PDA

View Full Version : accessing an array faster



divide
02-09-2004, 11:56 AM
i noticed that accessing
float test;
is at least 2 time faster than accessing an element of
float test[260000]

however i need to have a storage place in memory working like an array but which could be accessed as fast as a simple float.
Do you know a method which could solve this performance issue ?

crystall
02-09-2004, 01:57 PM
Originally posted by divide:
i noticed that accessing
float test;
is at least 2 time faster than accessing an element of
float test[260000]

however i need to have a storage place in memory working like an array but which could be accessed as fast as a simple float.
Do you know a method which could solve this performance issue ?
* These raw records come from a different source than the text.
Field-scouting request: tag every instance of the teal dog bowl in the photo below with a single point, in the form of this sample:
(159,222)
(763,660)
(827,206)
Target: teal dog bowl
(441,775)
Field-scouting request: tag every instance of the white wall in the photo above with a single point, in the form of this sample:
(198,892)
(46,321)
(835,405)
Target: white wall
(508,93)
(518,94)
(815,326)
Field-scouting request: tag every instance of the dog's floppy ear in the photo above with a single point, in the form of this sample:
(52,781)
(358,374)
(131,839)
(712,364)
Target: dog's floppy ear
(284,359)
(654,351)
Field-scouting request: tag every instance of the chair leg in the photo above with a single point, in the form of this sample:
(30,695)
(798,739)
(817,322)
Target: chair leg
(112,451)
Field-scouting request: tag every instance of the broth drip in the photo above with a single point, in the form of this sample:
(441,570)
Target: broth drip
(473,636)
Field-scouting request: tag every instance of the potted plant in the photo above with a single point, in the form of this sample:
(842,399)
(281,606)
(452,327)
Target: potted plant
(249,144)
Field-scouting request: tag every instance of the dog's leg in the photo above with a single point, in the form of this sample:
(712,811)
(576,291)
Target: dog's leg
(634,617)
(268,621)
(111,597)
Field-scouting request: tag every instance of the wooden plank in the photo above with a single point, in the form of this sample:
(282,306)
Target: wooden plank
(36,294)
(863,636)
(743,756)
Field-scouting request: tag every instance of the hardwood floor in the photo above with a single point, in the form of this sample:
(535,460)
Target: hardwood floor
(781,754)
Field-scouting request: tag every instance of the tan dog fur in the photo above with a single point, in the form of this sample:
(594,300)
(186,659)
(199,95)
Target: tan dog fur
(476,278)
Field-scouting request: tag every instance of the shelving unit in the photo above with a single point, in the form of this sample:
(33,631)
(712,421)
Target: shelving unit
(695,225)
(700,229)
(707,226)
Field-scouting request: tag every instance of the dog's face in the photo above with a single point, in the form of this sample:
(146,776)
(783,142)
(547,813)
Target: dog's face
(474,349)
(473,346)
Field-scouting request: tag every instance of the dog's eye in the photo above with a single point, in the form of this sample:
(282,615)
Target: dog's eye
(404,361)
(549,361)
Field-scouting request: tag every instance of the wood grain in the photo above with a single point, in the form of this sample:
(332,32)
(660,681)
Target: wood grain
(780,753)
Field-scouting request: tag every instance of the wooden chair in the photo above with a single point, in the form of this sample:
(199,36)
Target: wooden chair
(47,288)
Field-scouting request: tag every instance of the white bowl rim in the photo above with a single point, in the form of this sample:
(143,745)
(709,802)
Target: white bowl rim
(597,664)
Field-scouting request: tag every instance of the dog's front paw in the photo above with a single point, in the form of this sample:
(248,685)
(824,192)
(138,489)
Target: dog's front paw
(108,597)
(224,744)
You should really post more of your code... From what I can see in the first case you are using a single variable, which will probably end up in a register were it is accessed directly during the calculations. In the second case the compiler will generate a load from memory to fetch the data before using it, there is no way you can speed this up except by minimizing the data you have to load from memory.

madmortigan
02-09-2004, 03:00 PM
Hi

I agree with crystall here, on telling more about the way and the way you noticed it. How did you come up with the speed comparison? You may also find that the answer depends on the compiler you're using.

mad

divide
02-09-2004, 09:50 PM
here's the code which has a performance issue:

for (ScanPixel=ScanStart;ScanPixel<ScanStop;ScanPixel++)
{
CurrentCoord=ScanPixel+ScanLine*512;
CurrentLayerOffset=bNumID[CurrentCoord]*LayerOffsetCoeff;
bObject[CurrentLayerOffset+CurrentCoord]=ObjectRef;
t2Current=(float)(ScanPixel-ScanStart)*t2InvertSize;
t2PrimeCurrent=FastTPrime(t2Current,e2);

bZ1[CurrentLayerOffset+CurrentCoord]=CutZ[0]*(1-t2PrimeCurrent)+CutZ[1]*t2PrimeCurrent;
bU1[CurrentLayerOffset+CurrentCoord]=CutTex[0].U*(1-t2PrimeCurrent)+CutTex[1].U*t2PrimeCurrent;
bV1[CurrentLayerOffset+CurrentCoord]=CutTex[0].V*(1-t2PrimeCurrent)+CutTex[1].V*t2PrimeCurrent;
bW1[CurrentLayerOffset+CurrentCoord]=CutTex[0].W*(1-t2PrimeCurrent)+CutTex[1].W*t2PrimeCurrent;
}

(all this inside another loop, which increment ScanLine var)

filling arrays bZ1,bU1,bV1 and BW1 is way longer than if bZ1,bU1,bV1 and BW1 were simple float.

crystall
02-10-2004, 02:06 AM
Originally posted by divide:
here's the code which has a performance issue:

-- snip --

(all this inside another loop, which increment ScanLine var)

filling arrays bZ1,bU1,bV1 and BW1 is way longer than if bZ1,bU1,bV1 and BW1 were simple float.

This is normal, if you just change bZ1, bU1, bV1 and BW1 to floats they will probably be allocated to registers and none of your data will be written to memory. One thing which comes to my mind is that your code could have some problems when storing data to memory and that it can be made faster. For example, you are writing to 4 different arrays simultaneously and in some cases this could be trashing your processor caches quite badly. In this case if you could write all your data sequentially into one array it may be faster (if you don't need the four arrays to be separated that is).

divide
02-10-2004, 07:34 AM
thanks, I'll try with one array with a pointer to navigate in (if that's what you mean by sequential access)

crystall
02-10-2004, 03:34 PM
Originally posted by divide:
thanks, I'll try with one array with a pointer to navigate in (if that's what you mean by sequential access)

Yes that's what I meant. Remember if you don't need to vectorize your code later try to stick all the data you can together.